I don't like the idea in that his system, as proposed, tightly aligns the automated process of guidance to the actual vote. I think the vote should be a pure expression of will. The idea that an automated system could actually capture every nuance of decision making is flawed. The entire thing can be spoofed, not to mention subverted. But the fundamental flaw is what happens to interest group standing and the consequent effect of omissions and conflicts in the system's likelihood of setting up limited choices.
Contrast Guided Voting (GV) to XRepublic. It is fair to view GV as a watered down version of an XRepublic, whose function is more oriented toward the more wonkish work of deliberation and crafting of resolutions. In XR the processes and outputs are dynamic, with GV the processes are deterministic. Linking them to voting makes the outputs deterministic as well.
It is this particular aspect that bothers me the most because at bottom there will always be a bottleneck in the capacity of the system. At issue is the mechanism used to determine which selection of interest groups merit inclusion in the weighting algorithm of GV. At the heart of the GV system are will be some affinity scoring algorithm that maps voter opinion through the lens of interest groups onto ballot choices. There are a couple places this gets dicey.
The first area for contention would be in weighting the scores. This is what I call the interest group conflict problem. Let's say a thumb (binary choice) is requested on 2nd Amendment question in the form of a gun control ballot initiative. On all the points of the language of a proposal behind the ballot initiative, the NRA scores .89 certainty for a NO. On all the points of the Gun Nuts of South Texas also scores an .89 certainty for NO. Some representative of the GNST, upon hearing this claims to be a .92. It is a matter of pride for their partisans to be stauncher supporters of gun rights than their rival organization, the NRA. Who arbitrates? How long? Where is the science? Who certifies it?
The second issue is that of omission. What incentive do maintaners of the system have to include 'redundant' or 'superfluous' interest groups? What standing is required to become legitimized as an interest group? This problem is rather obvious so I won't elaborate.

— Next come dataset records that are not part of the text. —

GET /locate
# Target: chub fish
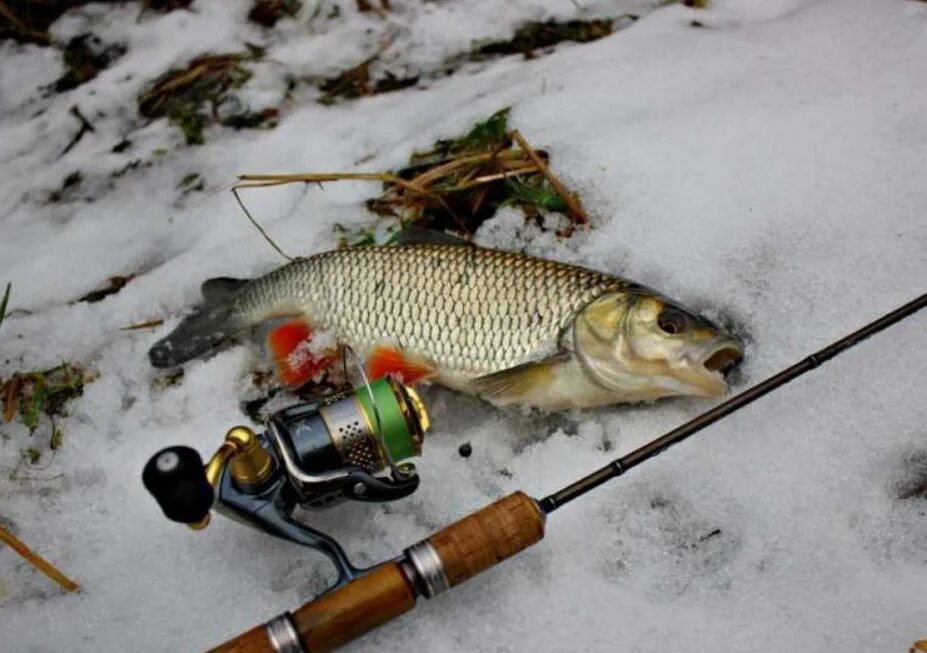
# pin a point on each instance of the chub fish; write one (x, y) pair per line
(504, 326)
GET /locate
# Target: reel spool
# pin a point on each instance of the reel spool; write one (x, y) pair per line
(352, 446)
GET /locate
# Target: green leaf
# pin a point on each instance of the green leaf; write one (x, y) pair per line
(543, 196)
(4, 302)
(489, 134)
(29, 410)
(56, 439)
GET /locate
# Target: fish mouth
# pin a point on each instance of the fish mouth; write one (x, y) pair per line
(725, 360)
(709, 377)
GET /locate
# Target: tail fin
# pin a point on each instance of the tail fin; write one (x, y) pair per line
(199, 333)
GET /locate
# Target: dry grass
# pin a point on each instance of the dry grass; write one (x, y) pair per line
(456, 185)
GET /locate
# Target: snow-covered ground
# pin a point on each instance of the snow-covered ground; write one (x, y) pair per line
(768, 166)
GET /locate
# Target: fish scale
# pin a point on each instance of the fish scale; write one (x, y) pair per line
(469, 310)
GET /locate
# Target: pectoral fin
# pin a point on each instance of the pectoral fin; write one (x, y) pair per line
(519, 383)
(295, 360)
(391, 361)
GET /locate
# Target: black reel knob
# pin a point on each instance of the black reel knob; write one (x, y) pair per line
(176, 479)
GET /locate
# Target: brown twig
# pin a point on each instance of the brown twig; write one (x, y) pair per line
(579, 215)
(85, 126)
(258, 226)
(37, 561)
(255, 181)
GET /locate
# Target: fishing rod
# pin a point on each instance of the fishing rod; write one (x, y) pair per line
(365, 599)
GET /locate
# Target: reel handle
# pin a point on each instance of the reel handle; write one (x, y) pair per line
(464, 549)
(176, 479)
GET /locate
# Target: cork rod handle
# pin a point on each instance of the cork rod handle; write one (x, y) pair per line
(466, 547)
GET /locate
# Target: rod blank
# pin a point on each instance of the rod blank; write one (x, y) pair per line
(656, 447)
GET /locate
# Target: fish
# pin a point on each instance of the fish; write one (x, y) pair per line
(504, 326)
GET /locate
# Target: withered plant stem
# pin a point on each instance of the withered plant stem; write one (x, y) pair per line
(258, 226)
(579, 215)
(37, 561)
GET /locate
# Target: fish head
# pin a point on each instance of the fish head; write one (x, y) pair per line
(643, 346)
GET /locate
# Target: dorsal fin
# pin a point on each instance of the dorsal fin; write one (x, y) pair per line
(221, 288)
(415, 235)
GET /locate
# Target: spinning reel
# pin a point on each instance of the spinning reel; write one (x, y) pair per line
(352, 446)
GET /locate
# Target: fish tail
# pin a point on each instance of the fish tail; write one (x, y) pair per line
(207, 328)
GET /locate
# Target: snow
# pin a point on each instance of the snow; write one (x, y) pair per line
(767, 167)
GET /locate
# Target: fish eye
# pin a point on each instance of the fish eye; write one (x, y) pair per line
(672, 321)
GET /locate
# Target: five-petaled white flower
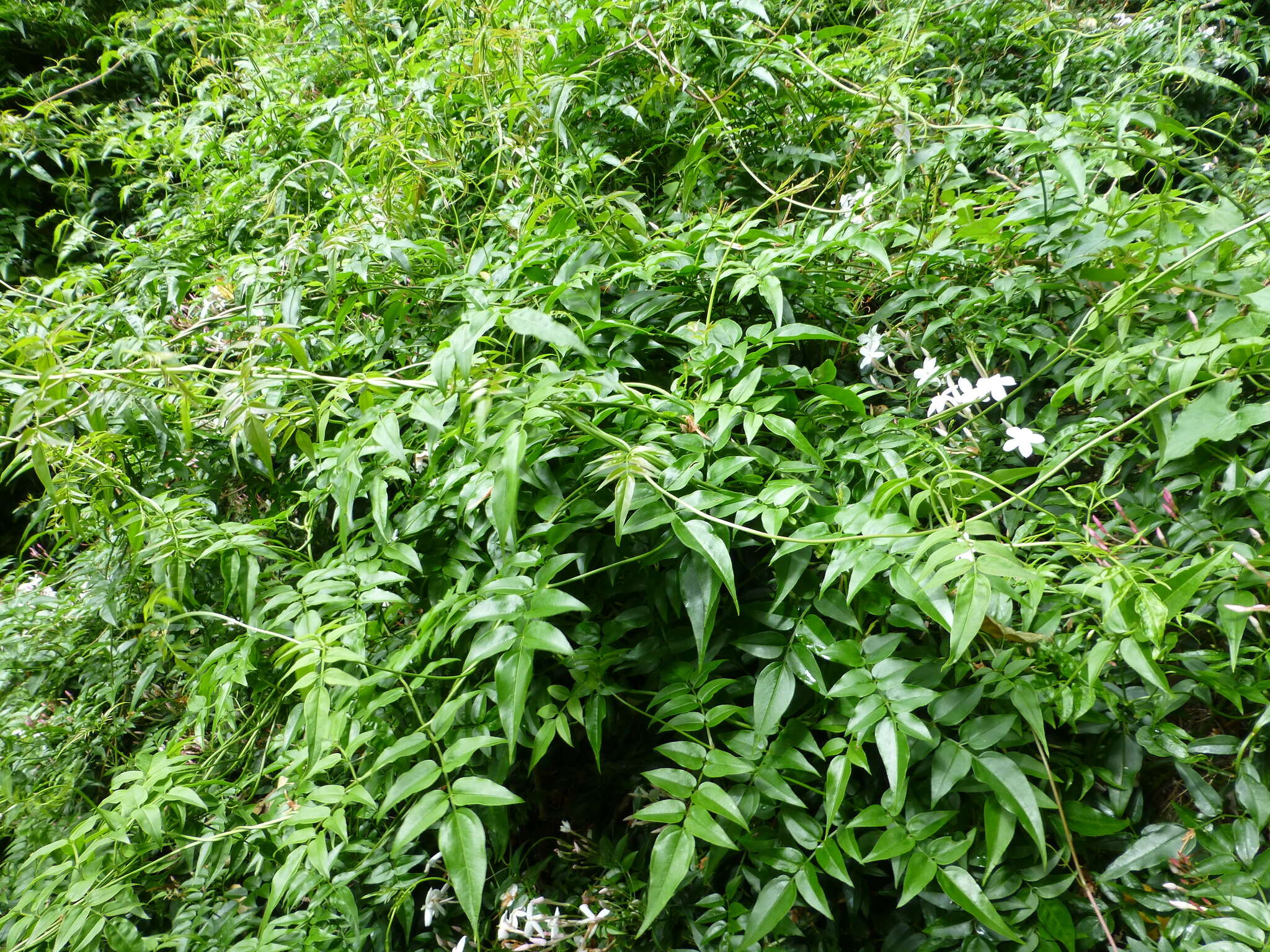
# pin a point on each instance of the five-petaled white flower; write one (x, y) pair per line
(592, 918)
(1021, 439)
(993, 386)
(432, 906)
(929, 368)
(961, 391)
(870, 348)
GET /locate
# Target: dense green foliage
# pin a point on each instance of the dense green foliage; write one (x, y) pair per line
(654, 475)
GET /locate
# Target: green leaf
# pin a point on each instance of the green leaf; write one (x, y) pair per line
(812, 891)
(551, 602)
(951, 763)
(836, 785)
(507, 487)
(699, 587)
(258, 439)
(770, 289)
(422, 776)
(917, 876)
(962, 889)
(463, 850)
(803, 332)
(774, 903)
(1141, 662)
(998, 829)
(784, 427)
(426, 811)
(1015, 792)
(1151, 850)
(700, 537)
(892, 843)
(672, 856)
(704, 827)
(662, 811)
(536, 324)
(1071, 168)
(544, 637)
(1209, 418)
(774, 691)
(1057, 920)
(893, 748)
(841, 395)
(968, 612)
(481, 791)
(717, 800)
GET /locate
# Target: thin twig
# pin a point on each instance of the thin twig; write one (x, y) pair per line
(1071, 847)
(87, 83)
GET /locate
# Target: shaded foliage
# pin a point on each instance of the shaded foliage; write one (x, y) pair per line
(658, 475)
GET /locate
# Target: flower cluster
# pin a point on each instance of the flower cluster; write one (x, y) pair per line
(962, 392)
(958, 392)
(523, 928)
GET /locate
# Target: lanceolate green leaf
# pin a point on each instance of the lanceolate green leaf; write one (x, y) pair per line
(463, 850)
(1015, 792)
(672, 856)
(961, 886)
(968, 612)
(701, 537)
(774, 904)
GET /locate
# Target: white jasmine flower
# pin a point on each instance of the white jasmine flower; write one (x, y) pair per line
(993, 386)
(870, 348)
(962, 392)
(433, 906)
(929, 368)
(590, 918)
(1021, 439)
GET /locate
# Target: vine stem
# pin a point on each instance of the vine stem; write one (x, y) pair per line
(991, 511)
(1071, 845)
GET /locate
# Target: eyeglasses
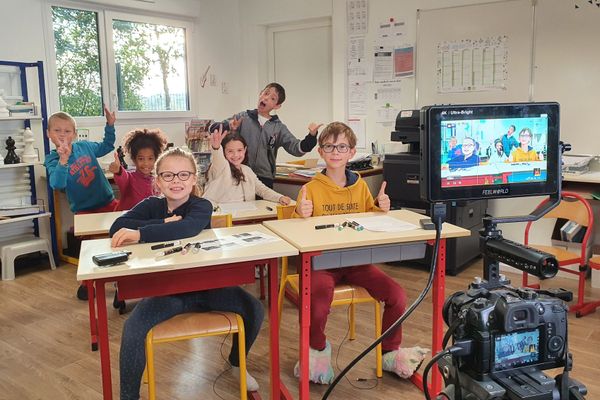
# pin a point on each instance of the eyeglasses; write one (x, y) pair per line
(341, 148)
(168, 176)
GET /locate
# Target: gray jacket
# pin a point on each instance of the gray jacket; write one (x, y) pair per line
(263, 142)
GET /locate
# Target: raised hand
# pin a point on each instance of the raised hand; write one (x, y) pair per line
(125, 236)
(304, 208)
(234, 124)
(383, 200)
(284, 200)
(173, 218)
(217, 136)
(115, 166)
(313, 128)
(110, 116)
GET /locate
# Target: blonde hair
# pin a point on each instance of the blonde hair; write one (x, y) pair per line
(177, 152)
(335, 129)
(64, 116)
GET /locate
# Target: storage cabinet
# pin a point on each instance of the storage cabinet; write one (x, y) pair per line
(21, 186)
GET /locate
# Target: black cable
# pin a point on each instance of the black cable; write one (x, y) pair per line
(430, 364)
(403, 317)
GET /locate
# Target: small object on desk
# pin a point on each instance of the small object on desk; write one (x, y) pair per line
(110, 259)
(163, 245)
(170, 251)
(427, 224)
(325, 226)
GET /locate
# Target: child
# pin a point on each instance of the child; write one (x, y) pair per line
(265, 133)
(228, 178)
(178, 214)
(74, 168)
(524, 152)
(144, 147)
(329, 193)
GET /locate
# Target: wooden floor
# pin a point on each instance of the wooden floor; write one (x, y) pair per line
(45, 351)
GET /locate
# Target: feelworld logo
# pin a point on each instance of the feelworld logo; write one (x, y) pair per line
(494, 192)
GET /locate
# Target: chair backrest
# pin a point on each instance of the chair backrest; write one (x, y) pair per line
(221, 221)
(285, 212)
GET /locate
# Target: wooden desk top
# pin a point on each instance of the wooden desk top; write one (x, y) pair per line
(143, 260)
(100, 223)
(302, 233)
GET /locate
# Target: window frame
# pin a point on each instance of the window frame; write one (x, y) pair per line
(105, 17)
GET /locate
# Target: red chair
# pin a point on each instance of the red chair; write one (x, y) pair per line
(575, 208)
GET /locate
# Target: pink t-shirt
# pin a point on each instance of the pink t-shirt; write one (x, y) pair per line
(134, 187)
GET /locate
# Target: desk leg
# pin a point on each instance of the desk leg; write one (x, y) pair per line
(103, 338)
(439, 287)
(92, 307)
(305, 271)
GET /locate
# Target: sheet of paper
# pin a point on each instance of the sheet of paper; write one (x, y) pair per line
(384, 223)
(230, 208)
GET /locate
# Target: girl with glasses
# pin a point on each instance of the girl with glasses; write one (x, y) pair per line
(179, 213)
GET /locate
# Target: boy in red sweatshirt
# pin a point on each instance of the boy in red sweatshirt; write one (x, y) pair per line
(337, 190)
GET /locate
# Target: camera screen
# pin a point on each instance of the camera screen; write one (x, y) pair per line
(492, 151)
(516, 349)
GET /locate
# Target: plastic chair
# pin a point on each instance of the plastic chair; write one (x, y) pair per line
(343, 295)
(192, 326)
(10, 251)
(574, 208)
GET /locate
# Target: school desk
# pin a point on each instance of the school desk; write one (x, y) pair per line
(332, 248)
(100, 223)
(145, 275)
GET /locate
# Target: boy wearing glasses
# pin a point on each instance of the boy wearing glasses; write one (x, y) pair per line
(337, 190)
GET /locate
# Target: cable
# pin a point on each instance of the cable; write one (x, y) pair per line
(403, 317)
(430, 364)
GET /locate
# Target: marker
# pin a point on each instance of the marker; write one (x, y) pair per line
(163, 245)
(325, 226)
(170, 251)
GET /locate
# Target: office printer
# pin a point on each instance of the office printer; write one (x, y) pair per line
(401, 171)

The third is an issue of horseracing tripwires. In this case, the system programmers, in programming the system's affinity matrix notice some interesting sets. By estimating the number of voters who have generally announced their affinities in other elections for the NRA and GNST interest groups, they will be able, by dint of their knowledge of the affinity matrices, to project with certainty the outcomes of elections. This knowledge will get into the hands of campaigners and can be used strategically to undercut democracy in a must cruel way. I can think of no clearer example of this than the current recall election in California. Who would have thought that for a mere $1.7 million dollars, approximately 1.02 per signature that a recall measure could force a vote of confidence (which incidently costs the State of California $32 million simply to launch). The point is not the expense but the increased determinacy of tripwires in elections that only require narrow activism to force public change.
It may be that within the scope of the decision space of any one election, a limited set of influencing interest groups will provide sufficient diversity to allow voters more than enough 'free will' as determined by the affinity algorithms. But this is something that needs to be watched very closely. I would strongly suggest that any such system be decoupled from actual voting and tried on the simple merits of guidance.